On Feb 4, 2010, at 11:17 PM, Joel Reymont wrote:
On Feb 5, 2010, at 6:19 AM, Michael Smith wrote:
Actually, no. Reading from an F_NOCACHE file into a properly aligned, allocated block will be significantly more efficient than using mmap.
How so?
Because you're not taking pagefaults incrementally as you touch pages in the block. One system call, maximally-sized I/O -> minimal overhead.
mmap() is largely evil, and should be avoided wherever possible.
Can you please elaborate?
There are a bunch of reasons. The worst of them, IMO:
• There is no error handling mechanism. If the volume containing the file goes away (removable drive, network share, etc.) then you're typically going to be terminated as soon as you touch any page in the mapped range. At the very least, you're going to have to work out how to catch the exception, decode it to work out which mapped region you took a fault on, and then deal with the fact that any unique data you had in the mapped region is gone.
• It's not deterministic; any time you touch a page in the range, you can stall waiting for I/O.

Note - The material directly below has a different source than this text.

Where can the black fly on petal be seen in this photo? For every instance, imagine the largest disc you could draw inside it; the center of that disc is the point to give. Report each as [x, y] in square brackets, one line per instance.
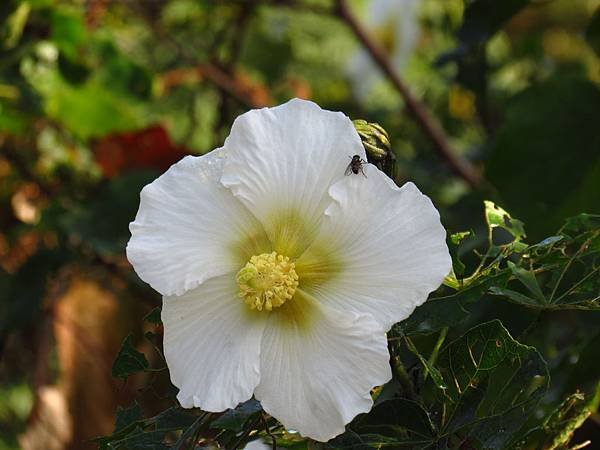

• Because I/O for mapped ranges is reactive, rather than proactive, you have limited options for hinting to the system what your future access patterns are going to be like. If your behaviour doesn't line up with the VM's guesses about activity - and remember that they are tuned for generic workloads - you can find yourself in pathalogical corners.
• It's not transactional, meaning that maintaining coherency in the file vs. sudden termination, application bugs, etc. is very difficult.
That'll do for a start. 8)
The bottom line is that unless you are *certain* that you *need* to map a file, you're generally going to be better off not doing it.
= Mike
--